2.5" drives are faster: Raptors, scsi, SSD
2.5" laptop harddrives are slow but reliable. use if its a mobile build.

if you want speed and redundancy use raid 0 + 1. using 4 drives.

raid 5 and 10 are made for the lowest number of drives for redundancy/speed for large business with many many drives to help reduce cost.
not good for consumer use. you must have the correct disk saved and the rest of the raid must work to use the backup hard drive.
in raid 1 :swap out a full mirror every so often to keep a full backup.
 
oh and just figured I would mention this, RAID is not a backup solution. If you have data that you want to make sure its secure you will still need to back it up to something else and then securely store that something else somewhere else. RAID just ups your chances a bit of not losing everything when an HD does fail.
 
3.5" drives (even at the same RPM) tend to be faster than 2.5" and are cheaper and more reliable.

dave

It's actually the other way around.

There is a reason performance hard drives are all 2.5" and that also goes for SAS drives. The mechanical header has to move more on a 3.5" drive and is inherently slower but has higher density to compensate.

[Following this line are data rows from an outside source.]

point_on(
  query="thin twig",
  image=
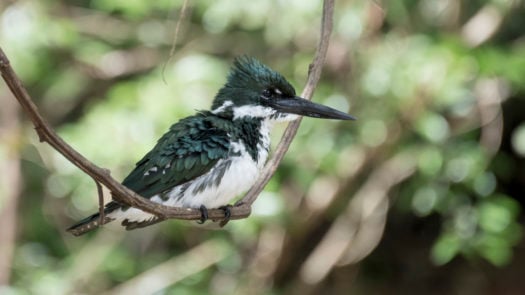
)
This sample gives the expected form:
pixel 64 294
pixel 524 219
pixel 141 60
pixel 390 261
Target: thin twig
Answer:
pixel 100 203
pixel 182 16
pixel 122 194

Of course, with ordinary drives you might as well go for the higher density and cheaper 3.5" drives.

Reliability aside I am sure both drives have the same MBTF rating of around 1,500,000 hours, unless you invest in server-grade drives.

To the original poster, what do you need it for?

If anything I would just get an Solid State Drive for the boot drive / applications folder or if you run any form of Unix, you could easily make a ZFS+ RAID-Z1 drive with 4 or more hard drives.